Africa must use its green resources to build heavy industries
Africa has the opportunity to use its green resources to build heavy industries and transform its place in the global economy, African Business said in an article.
For centuries, Africa’s niche in the world economy has been as a supplier of raw materials. To this day, outsiders come to Africa primarily to extract its minerals and other resources; only rarely do investors look for opportunities to harness the continent’s industrial potential.
The energy transition, the great economic shift of the twentieth century, could reinforce this paradigm – or it could, finally, break it.
There is no doubt that Africa will play a key role in the energy transition, if only because of its energy and raw materials. The continent possesses 39% of the world’s renewable energy potential.
Large swathes of Africa, particularly around the Sahara, offer some of the best conditions for solar power globally. There are already multiple projects to construct subsea electricity cables from Africa to Europe, which will allow electrons generated in North Africa to provide power for European industries.
Beneath the ground, meanwhile, Africa boasts an abundance of minerals such as cobalt, copper, iron ore, bauxite and many others. As a result, the continent is playing an increasingly vital role in global supply chains, including for electric vehicles. But the processing of Africa’s minerals mostly happens outside the continent, particularly in China.

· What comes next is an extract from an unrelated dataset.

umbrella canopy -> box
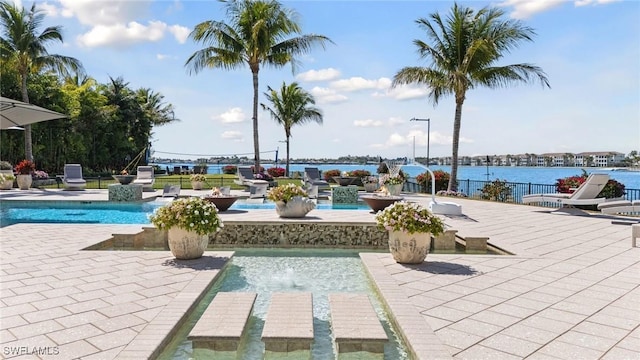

Africa does, however, have a chance to scale up its value-added industries at the outset of the energy transition. Many African countries are well positioned to become major producers of green hydrogen, using electrolysis powered by renewable energy. While this green hydrogen could simply be exported, possibly in the form of green ammonia, there are strong advantages to using the resource instead locally, as a feedstock for heavy industries.
Turning the green industrial revolution from a dream into a reality for Africa is an epic task, fraught with risk and complexity; but a task that offers the reward of redefining the continent’s place in the global economic order.